Artists are discouraged from talking about their day jobs. We’re supposed to pretend that we’re these bohemians, happy to live on the edge, to sacrifice everything for our art. To want nice things, to love shopping, to want to be happy and comfortable, is the part we’re not supposed to say out loud. Similarly, the flip side of the usual transition narrative—the brave person who finds herself—is that this act of self-discovery takes place against a backdrop of online shopping and the drugstore makeup aisle. Because, in capitalism, everything does: There is no space outside of Rite Aid. But to admit that our personal expression is facilitated by commerce seems like it would somehow detract from the “purity” or “bravery” of the expression itself.    

Sometimes when I think too hard about what it means to be a “political” artist, I get depressed. What’s the point of all this representation, when faced with a world that, in my lifetime, has only ever gotten worse? But I watch Pau’s videos and listen to her voice, and I recognize something in my own experience there. I believe that art can give us things that the traditional sphere of political action cannot. Politics demands action and change; activism tends to divide the world into good and bad objects in order to pursue a political goal. Images are ambiguous. Images can be two opposite things at once, without the demand for resolution. A bright color can simultaneously connote both Rite Aid and the promise of freedom, play, or self-determination, without hierarchy or judgment. Art can help explain the contradictions that structure our lives and govern our choices.

We’re surrounded by a sea of cheap plastic toys, the legacy of a world dominated by opportunistic men who filled the city with identical box-shaped stores and minimum-wage jobs.

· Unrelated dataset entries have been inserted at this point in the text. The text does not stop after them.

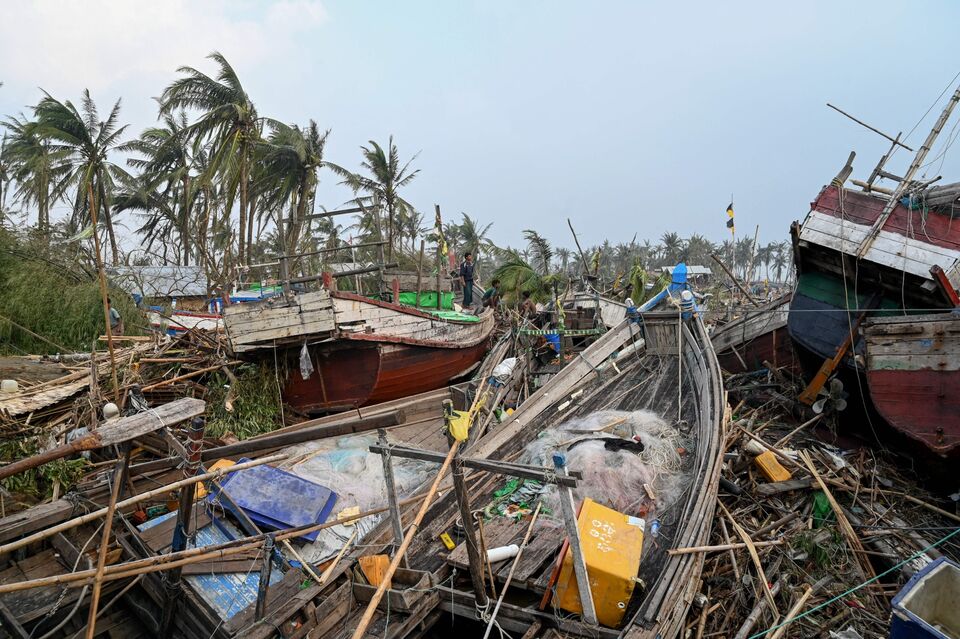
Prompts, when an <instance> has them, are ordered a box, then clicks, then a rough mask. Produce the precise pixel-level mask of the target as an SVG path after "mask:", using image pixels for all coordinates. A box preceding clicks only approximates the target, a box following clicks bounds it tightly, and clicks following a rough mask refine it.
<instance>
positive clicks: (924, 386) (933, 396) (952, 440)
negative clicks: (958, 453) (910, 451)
mask: <svg viewBox="0 0 960 639" xmlns="http://www.w3.org/2000/svg"><path fill="white" fill-rule="evenodd" d="M867 381H868V383H869V386H870V397H871V399H872V400H873V405H874V407H875V408H876V409H877V412H879V413H880V414H881V415H882V416H883V418H884V419H885V420H886V421H887V423H889V424H890V425H891V426H893V427H894V428H896V429H897V430H899V431H900V432H902V433H905V434H906V435H909V436H910V437H912V438H913V439H916V440H918V441H920V442H921V443H923V444H924V445H925V446H926V447H927V448H929V449H930V450H931V451H933V452H934V453H937V454H938V455H943V456H948V455H951V454H956V453H957V452H960V371H935V370H912V371H911V370H899V371H895V370H869V371H867Z"/></svg>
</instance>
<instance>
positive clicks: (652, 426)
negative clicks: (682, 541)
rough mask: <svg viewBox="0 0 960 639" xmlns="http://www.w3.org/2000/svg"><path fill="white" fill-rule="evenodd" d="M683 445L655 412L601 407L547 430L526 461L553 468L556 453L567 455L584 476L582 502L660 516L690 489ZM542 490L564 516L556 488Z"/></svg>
mask: <svg viewBox="0 0 960 639" xmlns="http://www.w3.org/2000/svg"><path fill="white" fill-rule="evenodd" d="M682 446H683V441H682V436H681V435H680V433H679V432H678V431H677V429H676V428H674V427H673V426H672V425H670V424H668V423H666V422H665V421H664V420H663V419H661V418H660V417H659V416H658V415H657V414H656V413H653V412H651V411H647V410H638V411H598V412H594V413H591V414H590V415H587V416H584V417H578V418H574V419H570V420H568V421H566V422H564V423H563V424H560V425H559V426H557V427H556V428H553V429H549V430H546V431H544V432H543V433H541V434H540V436H539V437H538V438H537V439H535V440H534V441H532V442H531V443H530V444H528V445H527V447H526V449H525V450H524V453H523V456H522V458H521V461H522V462H523V463H526V464H532V465H536V466H546V467H552V466H553V460H552V456H553V453H555V452H560V453H563V454H564V455H565V456H566V459H567V467H568V468H569V469H570V470H571V471H580V472H581V473H582V474H583V479H582V480H581V481H580V482H579V483H578V485H577V488H575V489H574V491H573V493H574V499H575V500H576V501H577V502H579V501H581V500H583V499H584V498H586V497H589V498H591V499H593V500H594V501H595V502H597V503H599V504H602V505H604V506H607V507H608V508H612V509H614V510H617V511H619V512H622V513H625V514H629V515H636V516H640V517H656V516H657V514H658V513H660V512H663V511H665V510H666V509H668V508H669V507H670V506H672V505H673V504H674V503H676V502H677V500H678V499H679V498H680V496H681V495H682V493H683V491H684V489H685V487H686V486H685V481H684V474H683V472H682V459H681V456H680V453H679V452H678V449H679V448H681V447H682ZM542 493H543V499H544V506H546V507H547V508H548V509H549V510H550V511H551V512H552V513H553V514H554V516H557V517H559V516H560V502H559V492H558V491H557V489H556V487H553V486H551V487H547V488H545V489H543V490H542Z"/></svg>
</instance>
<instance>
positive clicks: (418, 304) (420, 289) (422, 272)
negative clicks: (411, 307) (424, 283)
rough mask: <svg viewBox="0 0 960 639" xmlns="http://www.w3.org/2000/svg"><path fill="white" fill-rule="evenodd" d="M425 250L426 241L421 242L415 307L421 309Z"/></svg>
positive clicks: (417, 264)
mask: <svg viewBox="0 0 960 639" xmlns="http://www.w3.org/2000/svg"><path fill="white" fill-rule="evenodd" d="M423 249H424V241H423V240H420V261H419V262H417V299H416V301H415V302H414V306H416V307H417V308H420V293H421V292H422V291H423Z"/></svg>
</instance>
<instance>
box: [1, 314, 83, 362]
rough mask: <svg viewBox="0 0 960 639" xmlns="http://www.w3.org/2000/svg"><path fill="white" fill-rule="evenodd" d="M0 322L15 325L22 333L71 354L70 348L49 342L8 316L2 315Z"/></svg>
mask: <svg viewBox="0 0 960 639" xmlns="http://www.w3.org/2000/svg"><path fill="white" fill-rule="evenodd" d="M0 320H4V321H5V322H9V323H10V324H13V325H14V326H16V327H17V328H19V329H20V330H21V331H24V332H26V333H29V334H30V335H33V336H34V337H36V338H37V339H39V340H41V341H43V342H46V343H47V344H49V345H50V346H53V347H54V348H56V349H58V350H59V351H60V352H61V353H69V352H70V349H69V348H66V347H64V346H60V344H57V343H56V342H52V341H50V340H48V339H47V338H46V337H44V336H43V335H40V334H38V333H34V332H33V331H31V330H30V329H29V328H27V327H26V326H23V325H21V324H17V323H16V322H14V321H13V320H12V319H10V318H9V317H6V316H4V315H0Z"/></svg>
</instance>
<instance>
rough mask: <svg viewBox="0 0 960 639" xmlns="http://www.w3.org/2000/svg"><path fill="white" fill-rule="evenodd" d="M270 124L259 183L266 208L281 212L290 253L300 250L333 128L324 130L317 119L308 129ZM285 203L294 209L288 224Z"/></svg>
mask: <svg viewBox="0 0 960 639" xmlns="http://www.w3.org/2000/svg"><path fill="white" fill-rule="evenodd" d="M270 126H271V129H272V131H271V133H270V136H269V138H268V140H267V142H266V143H262V144H260V145H259V146H258V153H259V155H260V161H261V171H260V175H259V179H258V181H257V182H256V183H255V186H256V190H257V192H258V193H260V194H261V197H262V198H263V202H264V207H265V208H266V209H273V208H276V209H277V210H278V211H279V213H278V216H277V222H278V224H277V227H278V231H279V234H280V241H281V243H282V250H283V252H284V253H288V252H290V251H293V250H295V249H296V247H297V243H298V242H299V241H300V234H301V231H302V230H303V224H304V222H305V221H306V219H307V214H308V213H309V209H310V208H311V207H312V205H313V202H314V197H315V195H316V188H317V184H318V182H319V178H318V177H317V172H318V171H319V170H320V168H321V167H323V165H324V162H323V148H324V146H325V145H326V142H327V136H328V135H330V131H329V130H327V131H325V132H323V133H320V129H319V127H317V123H316V122H314V121H313V120H310V124H309V125H307V127H306V128H304V129H301V128H300V127H298V126H297V125H293V126H287V125H286V124H280V123H271V125H270ZM285 206H289V209H290V215H289V218H288V219H287V221H286V223H284V221H283V208H284V207H285Z"/></svg>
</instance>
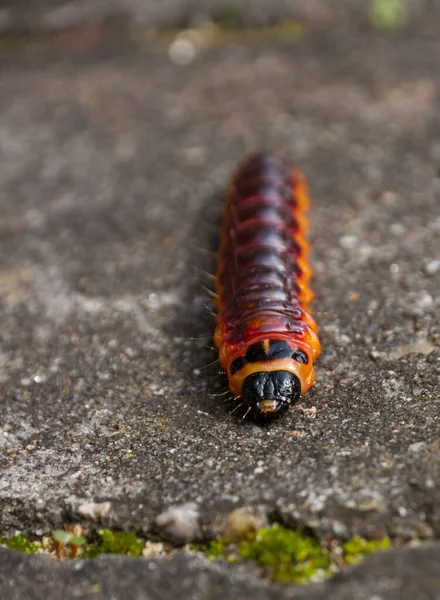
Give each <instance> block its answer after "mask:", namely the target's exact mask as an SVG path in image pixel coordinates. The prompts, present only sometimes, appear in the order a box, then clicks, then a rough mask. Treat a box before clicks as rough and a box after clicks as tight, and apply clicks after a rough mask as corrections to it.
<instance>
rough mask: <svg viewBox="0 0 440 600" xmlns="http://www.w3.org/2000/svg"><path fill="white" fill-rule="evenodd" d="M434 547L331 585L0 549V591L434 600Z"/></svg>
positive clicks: (381, 561) (270, 597) (151, 561)
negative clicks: (305, 587)
mask: <svg viewBox="0 0 440 600" xmlns="http://www.w3.org/2000/svg"><path fill="white" fill-rule="evenodd" d="M439 550H440V547H439V544H435V545H434V544H427V545H426V546H425V547H423V548H419V549H407V550H397V551H394V552H387V553H381V554H380V555H379V554H377V555H375V556H373V557H371V558H369V559H368V560H367V561H366V562H365V563H364V564H362V565H360V566H357V567H353V568H350V569H347V571H345V572H344V573H341V574H338V575H337V576H335V577H334V578H333V579H331V580H330V581H329V582H327V583H325V584H321V585H317V584H312V585H310V586H308V587H307V588H301V587H294V588H289V587H287V586H275V585H272V586H269V585H267V584H265V583H264V582H262V581H261V580H258V579H256V578H255V576H254V575H253V574H252V573H250V572H249V571H247V570H245V569H242V568H238V567H237V566H235V565H234V566H231V565H229V566H228V565H226V564H222V563H220V564H213V563H210V562H209V561H208V560H207V559H206V558H204V557H203V556H196V555H192V556H190V555H188V554H186V553H184V552H176V553H175V554H174V555H173V556H172V557H171V558H156V559H150V560H142V559H133V558H126V557H116V556H110V557H109V556H106V557H104V556H101V557H100V558H97V559H95V560H93V561H73V562H70V563H61V562H56V561H54V560H51V559H48V558H45V557H41V556H26V555H22V554H19V553H18V552H12V551H6V550H4V549H2V548H0V559H1V560H0V593H1V594H2V598H5V599H7V600H22V598H29V599H30V598H31V599H32V600H46V598H51V600H58V599H60V600H61V599H63V600H89V599H90V600H92V599H93V600H105V599H108V598H111V600H124V598H127V594H129V597H130V599H133V600H161V599H162V598H185V599H188V600H192V599H194V600H199V599H200V598H203V599H205V598H206V599H209V600H217V599H221V600H223V599H224V598H225V599H226V600H229V599H230V600H242V599H243V600H244V599H245V598H249V599H252V600H254V599H255V600H260V599H261V600H263V599H264V600H271V599H272V598H273V599H274V600H275V599H277V600H278V599H279V600H288V599H291V600H373V599H374V600H376V599H379V598H380V599H381V600H414V599H416V598H417V599H418V600H419V599H420V600H422V599H423V600H437V599H438V598H439V577H438V562H439V559H440V553H439Z"/></svg>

We have to see and understand the cheapness of the world if we’re going to act within it, we can’t look away. Because, if we yearn for freedom, we might as well find some scrap of it in Rite Aid. Where else is there to look? If we’re lucky, the act of playing with cheap toys and bright makeup, the immediacy of these objects, might ripple out and transform our lives in unexpected ways. “And it begins with color, splashed across the body.”


Notes:

1. Alejandra Reyes-Velarde and Samantha Masunaga, “Thrifty Ice Cream—a Portal to Childhood—Is Being Sold to Albertsons. What Does That Mean for Its Future?” Los Angeles Times, May 18, 2018.

2. Chris Nichols, “How Thrifty Ice Cream Became a SoCal Institution,” Los Angeles Magazine, November 4, 2020.

3. George White, “Rite Aid to Buy Thrifty Chain for $2.3 billion,” Los Angeles Times, October 15, 1996.

4. “If one says ‘Red’ (the name of a color) and there are 50 people listening, it can be expected that there will be 50 different reds in their minds.” Josef Albers, The Interaction of Color (New York: Yale University Press, 1963), 3.

5. Ibid.

6. “No signifier is truly arbitrary, and though the meanings of colors are not permanently fixed, they contain, and are in fact formed through the layering of contested, ideological histories of content. Social, economic and political pressure coalesce into form, and at some point, petrify into a generally accepted vocabulary.” Kevin Yuen Kit Lo, “The Propaganda of Pantone: Color and Cultural Sublimation,” Loki Design, 2016.